The first of these is the general manager, owner or director. There is no point in creating value and implementing them in the company if the Leader is not their carrier. You cannot force the staff to be different from the Leader himself.

Staff will adapt to the leader and simply find a way to deceive you into thinking they are behaving ‘properly’. This is how a culture of duplicity and deception is created. Then it is very difficult to eradicate this attitude.

It is much more advantageous to just be honest, even if the Leader is evil, cynical, paranoid. People much more easily tolerate negative bosses than hypocrisy and duplicity. And, strangely enough, the staff may be fine with that.

I know a company where corporal punishment is practiced. Surprisingly, there is no turnover and everyone is happy with it. To be fair, it should be noted that such punishments are rare and only if the manager’s mistake caused a loss to the business. This is a kind of “kid’s” culture.

Honesty towards staff is something that everyone can achieve. Honestly expressing outright disrespect for staff doesn’t kill a business, although it doesn’t make it successful. Examples abound.

Choice of company values

Plane two. Corporate values, which are chosen as the company’s semantic reference point, should be linked either to the leader’s personal mission or to the functional needs of the organization.
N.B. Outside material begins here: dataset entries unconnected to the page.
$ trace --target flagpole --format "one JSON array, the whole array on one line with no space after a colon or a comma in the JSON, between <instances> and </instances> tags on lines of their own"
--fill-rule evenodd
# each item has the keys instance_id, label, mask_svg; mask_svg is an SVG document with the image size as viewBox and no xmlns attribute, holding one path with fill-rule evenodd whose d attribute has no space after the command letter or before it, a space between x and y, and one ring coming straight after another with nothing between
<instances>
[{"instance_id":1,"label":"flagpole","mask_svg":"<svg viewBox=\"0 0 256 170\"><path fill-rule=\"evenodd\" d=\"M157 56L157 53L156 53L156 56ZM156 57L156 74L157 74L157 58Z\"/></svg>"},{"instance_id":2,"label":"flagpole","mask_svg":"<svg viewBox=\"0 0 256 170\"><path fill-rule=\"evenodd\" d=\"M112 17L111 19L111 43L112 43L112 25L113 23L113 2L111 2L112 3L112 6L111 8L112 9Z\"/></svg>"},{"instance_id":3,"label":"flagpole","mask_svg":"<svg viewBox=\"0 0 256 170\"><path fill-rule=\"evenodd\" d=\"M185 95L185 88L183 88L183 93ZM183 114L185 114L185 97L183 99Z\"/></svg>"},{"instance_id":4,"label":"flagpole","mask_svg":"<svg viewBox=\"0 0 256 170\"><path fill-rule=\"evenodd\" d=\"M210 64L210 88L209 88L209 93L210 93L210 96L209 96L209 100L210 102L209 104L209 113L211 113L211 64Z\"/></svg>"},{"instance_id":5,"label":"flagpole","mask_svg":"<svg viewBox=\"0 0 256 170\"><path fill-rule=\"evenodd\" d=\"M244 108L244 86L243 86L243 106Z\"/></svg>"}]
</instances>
A leader’s personal mission may be: curing children, creating information infrastructures in the country, i.e. something a Leader cannot help doing. Many leaders do not have such missions, their mission is simply to build a successful business. Often they are the ones who start inventing “artificial” values.

Values by function

If there is no personal mission, values should be formulated on a functional basis. For example, if a business works with the end consumer, then a positive attitude towards the client is the basis of the company’s success. This is a functional value. And often Leaders themselves are willing to show real benevolent sincerity to the client, while not being benevolent in nature. But in this case the leader will be able to set an example, teach others and get the employee to behave similarly.